One of my inaugural acts as an adult in my early 20s was driving to Portland from Missoula for the first time. When we pulled over in Cascade Locks, I was overwhelmed by how green everything was – it felt like I was in a tropical rainforest. I still feel that every time I go there. My favorite trail runs since I moved here have been on Eagle Creek trail and the trails that wind behind Multnomah Falls towards Larch Mountain. My best hiking memories with my closest friends are all in that area. It’s all burning now. Will we mourn it, or will we just get used to it?
It’s all starting to blend together. It’s all starting to become commonplace. The debate in Portland over the next couple of weeks will be over the appropriate use of fireworks by individial actors, because we are absolutely incapable of grasping the larger global event that we are witness to. You can see already that the outrage generated by this fire will be misdirected. The actions of these individual kids will be scrutinized endlessly, the location of their parents at the time of their actions will be speculated upon by an anxious public looking for a place to direct their outrage. “Kids these days,” people will say, ignoring the objective reality that it’s the “adults these days” who have allowed this global catastrophe to take place in front of our eyes.

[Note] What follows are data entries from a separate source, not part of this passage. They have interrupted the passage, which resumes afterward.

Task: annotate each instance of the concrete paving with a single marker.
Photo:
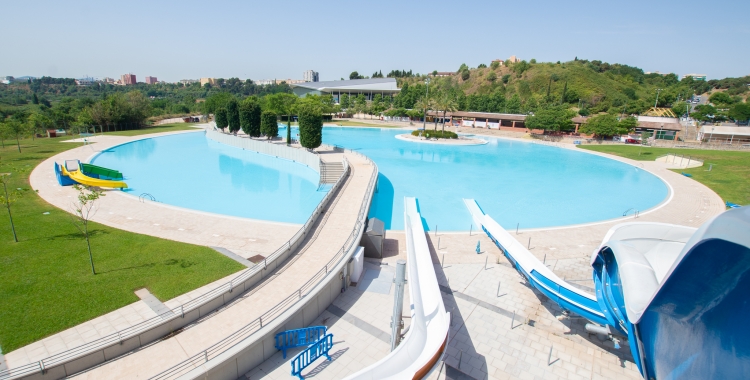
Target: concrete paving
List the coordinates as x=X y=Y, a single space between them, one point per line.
x=331 y=232
x=501 y=328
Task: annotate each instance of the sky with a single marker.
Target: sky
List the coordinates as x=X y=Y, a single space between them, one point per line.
x=281 y=39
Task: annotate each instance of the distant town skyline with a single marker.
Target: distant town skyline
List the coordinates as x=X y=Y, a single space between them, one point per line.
x=654 y=36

There’s a reason that our ire will be directed at the actions of these individual kids. Our broken political and economic system is collapsing and we have two political parties who are fundamentally committed to maintaining the status quo. And while we are in desperate need of a radical change of direction, there is absolutely no collective will to make that change happen. That’s why the only collective action that we’ll likely be able to muster out of this tragedy will be the institution of a harsher carcereal punishment for future kids who do stupid things. Our focus on them will allow us to continue to ignore the rot that exist at the very core of our system. It will allow us to continue to ignore our own complicity in allowing this broken system to continue.
None of the solutions that are coming down the pike will do anything to address the central problem that caused these fires. There will be genuine outrage, but it will be funneled into the only acceptable practice that our system allows- punching down instead of up. Bashing “kids these days” instead of the political and economic system that is allowing climate change to happen. Slamming the actions of these 15-year old peons while our leaders and the 1% that they serve continue to feed their insatiable lust for wealth accumulation on the backs of the people whose labor they are stealing, at the expense of the planet they are destroying.
The fire is coming our way, and it’s moving much faster than we think. Yet here we are, dropping our children off in its path. We’re driving away from the fire and leaving them behind. No matter what anyone tells you, WE are responsible for what happens to them. Not some dumb kids with fireworks. Not some thoughtless parents whose location we can’t determine. It’s us.